Scientists accomplish a significant requirement for quantum teleportation.
Generally speaking, light particles don’t want anything to do with one another. In fact, they can pass through each other without any effect whatsoever. Despite that, a team of researchers at the Vienna University of Technology may have opened new doors for quantum technology applications by using thin pieces of glass to get two photons to interact.
Scientists were previously able to affect photons using “non-linear media,” but only at high light intensities, meaning countless photons were present. The newest research allows scientists to manipulate interaction between just two photons, which theoretically makes possible all manner of quantum optics applications.
Some unusual hardware is necessary to the interaction. The researchers created a micro-thin glass fiber, which is then attached to a tiny bottle-shaped device called a resonator.

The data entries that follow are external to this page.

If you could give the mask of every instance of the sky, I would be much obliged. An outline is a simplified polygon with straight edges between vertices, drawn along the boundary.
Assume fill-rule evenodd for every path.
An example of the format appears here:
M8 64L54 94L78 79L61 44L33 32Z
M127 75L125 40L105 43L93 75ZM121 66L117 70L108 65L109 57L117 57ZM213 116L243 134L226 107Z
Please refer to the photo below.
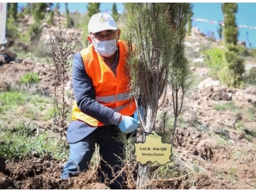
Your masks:
M192 2L191 2L192 3ZM19 3L19 7L25 6L26 3ZM54 3L55 4L56 3ZM124 13L125 8L122 3L115 3L118 12ZM65 11L65 3L60 3L60 11ZM223 21L222 3L192 3L193 20L192 26L197 26L201 32L211 36L212 32L216 39L218 39L217 29L218 22ZM238 40L246 41L247 46L256 48L256 2L255 3L237 3L238 11L236 14L236 24L239 27ZM88 3L68 3L70 12L79 11L85 13ZM113 3L102 3L100 10L108 12L112 10ZM55 5L54 5L55 7Z

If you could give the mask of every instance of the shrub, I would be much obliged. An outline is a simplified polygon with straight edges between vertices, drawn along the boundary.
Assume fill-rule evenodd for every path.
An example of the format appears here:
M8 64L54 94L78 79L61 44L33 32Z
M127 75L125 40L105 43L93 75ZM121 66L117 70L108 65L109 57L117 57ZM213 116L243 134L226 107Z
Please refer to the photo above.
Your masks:
M28 73L23 75L20 81L21 84L36 84L39 82L39 76L38 73Z
M218 79L218 72L223 66L224 50L220 48L212 48L202 51L205 55L205 61L208 67L211 68L209 76L214 79Z

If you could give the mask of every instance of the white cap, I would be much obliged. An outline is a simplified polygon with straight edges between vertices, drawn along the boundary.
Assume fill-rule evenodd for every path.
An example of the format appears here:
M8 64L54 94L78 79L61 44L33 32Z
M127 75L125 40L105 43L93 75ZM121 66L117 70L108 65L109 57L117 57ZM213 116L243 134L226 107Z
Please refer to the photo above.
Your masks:
M95 33L104 30L117 30L113 17L106 13L93 15L88 23L89 33Z

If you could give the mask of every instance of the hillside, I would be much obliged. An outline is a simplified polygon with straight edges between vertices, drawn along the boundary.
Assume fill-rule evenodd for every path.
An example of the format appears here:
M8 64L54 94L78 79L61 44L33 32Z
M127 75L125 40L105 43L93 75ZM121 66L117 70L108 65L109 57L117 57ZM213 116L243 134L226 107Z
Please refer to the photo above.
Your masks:
M55 20L58 20L57 18ZM31 22L30 18L22 19L23 32ZM29 132L31 143L38 142L37 138L45 134L46 137L42 138L55 141L55 148L62 148L65 152L56 158L51 154L55 148L42 147L41 150L34 148L20 160L10 160L0 155L0 189L108 189L97 183L97 170L91 170L89 174L81 173L69 181L60 179L61 168L67 160L68 145L65 137L61 137L55 130L52 115L49 113L53 108L55 87L52 77L55 68L49 60L47 50L42 49L47 49L49 43L50 27L44 25L40 44L36 46L44 56L38 57L32 52L25 51L29 44L14 39L9 39L9 44L0 55L0 98L3 98L0 101L0 150L12 146L10 137L5 133L9 131L13 134L11 137ZM69 35L81 39L82 32L72 28L67 32L67 36ZM209 48L221 48L221 42L207 38L197 28L193 28L185 44L190 69L195 74L195 84L185 98L172 153L179 175L188 172L189 175L174 181L158 183L150 188L189 189L194 185L197 189L255 189L256 86L246 84L243 90L229 88L210 77L211 69L207 67L201 52ZM9 61L9 57L6 55L15 60ZM244 58L246 71L250 73L256 67L256 59L253 56ZM70 106L73 101L71 70L72 67L64 84L66 99ZM38 83L20 84L20 78L28 73L38 74ZM61 84L57 89L61 90ZM23 101L22 96L11 97L22 100L22 102L12 106L9 98L13 96L9 93L14 90L25 91L26 94L21 96L26 96L26 98ZM19 91L14 95L19 95ZM168 90L160 110L170 108L170 101L171 91ZM21 123L26 125L26 130L22 130L25 126L18 127ZM41 143L42 141L37 145ZM19 145L15 150L19 154L26 147Z

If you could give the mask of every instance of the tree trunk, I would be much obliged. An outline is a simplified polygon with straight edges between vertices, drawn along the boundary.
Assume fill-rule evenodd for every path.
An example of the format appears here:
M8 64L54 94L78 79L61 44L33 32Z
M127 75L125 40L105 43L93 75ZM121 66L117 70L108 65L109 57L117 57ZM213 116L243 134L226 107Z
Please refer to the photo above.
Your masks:
M154 124L153 122L153 119L155 119L157 113L157 109L151 109L149 106L148 106L148 110L146 113L146 125L145 127L143 127L146 133L143 132L141 141L139 142L145 142L146 139L146 134L148 132L151 132L154 127ZM150 174L151 174L151 168L152 166L145 165L139 164L138 170L137 170L137 189L140 189L142 186L148 183L148 182L150 180Z

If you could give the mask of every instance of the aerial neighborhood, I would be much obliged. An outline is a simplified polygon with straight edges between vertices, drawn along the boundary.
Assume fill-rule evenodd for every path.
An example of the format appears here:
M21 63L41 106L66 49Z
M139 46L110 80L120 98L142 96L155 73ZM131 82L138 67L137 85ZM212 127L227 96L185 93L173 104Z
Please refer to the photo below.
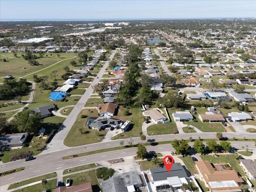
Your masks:
M255 191L255 19L19 23L0 191Z

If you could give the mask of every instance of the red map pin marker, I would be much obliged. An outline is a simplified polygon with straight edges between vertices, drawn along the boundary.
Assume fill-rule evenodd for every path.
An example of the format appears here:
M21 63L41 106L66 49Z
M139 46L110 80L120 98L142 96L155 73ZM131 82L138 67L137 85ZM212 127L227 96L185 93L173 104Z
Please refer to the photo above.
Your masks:
M170 170L171 170L171 168L172 168L173 163L174 163L174 159L173 159L173 158L171 156L166 155L164 157L163 162L167 171L169 172Z

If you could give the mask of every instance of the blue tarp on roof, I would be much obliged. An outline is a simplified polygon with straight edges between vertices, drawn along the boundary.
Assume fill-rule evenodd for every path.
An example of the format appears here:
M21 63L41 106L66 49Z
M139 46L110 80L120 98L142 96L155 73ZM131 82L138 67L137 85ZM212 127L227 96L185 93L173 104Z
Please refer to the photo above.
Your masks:
M120 67L115 67L115 68L114 68L114 70L118 70L119 69L120 69Z
M53 101L62 101L66 95L66 93L51 92L50 99Z

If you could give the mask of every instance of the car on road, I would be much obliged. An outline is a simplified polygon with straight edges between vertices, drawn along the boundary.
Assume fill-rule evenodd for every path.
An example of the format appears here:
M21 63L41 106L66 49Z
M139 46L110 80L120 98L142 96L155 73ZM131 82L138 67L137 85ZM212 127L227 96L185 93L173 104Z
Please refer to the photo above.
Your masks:
M197 160L197 159L195 157L192 157L192 160L193 160L193 161L195 162L195 161L198 161L198 160Z
M70 186L70 180L67 179L66 180L66 187L69 187Z
M31 160L34 160L36 158L36 157L34 157L33 156L29 156L25 158L25 161L29 161Z

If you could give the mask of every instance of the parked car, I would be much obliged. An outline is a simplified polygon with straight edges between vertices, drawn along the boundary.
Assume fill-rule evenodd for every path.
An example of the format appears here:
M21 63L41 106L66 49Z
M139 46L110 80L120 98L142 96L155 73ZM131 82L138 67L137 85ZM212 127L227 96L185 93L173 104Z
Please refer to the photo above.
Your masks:
M197 160L197 159L195 157L192 157L192 160L193 160L194 162L198 161L198 160Z
M25 161L29 161L31 160L35 159L36 158L34 157L33 156L29 156L25 158Z
M66 187L69 187L70 186L70 180L67 179L66 180Z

Sending a photon through the resonator actually inverts it phase 180 degrees.
When two photons are sent to the resonator at the precise same time, they both experience the joint phase shift. As such, two photons interacting behave in different ways than individual photons.
“It is like a pendulum, which should actually swing to the left, but due to coupling with a second pendulum, it is swinging to the right. There cannot be a more extreme change in the pendulum’s oscillation”, says Professor Arno Rauschenbeutel. “We achieve the strongest possible interaction with the smallest possible intensity of light.”
Photon interaction is essential to just about every quantum optic technology, including quantum teleportation and quantum computing. The good news is that the hardware is somewhat low-tech: Glass fiber optics are already used en mass today, and the glass resonators are perfectly compatible with current systems. The creation of a strong deterministic photon-photon-interaction is an important step towards a global quantum information network for the tap-proof transmission of data.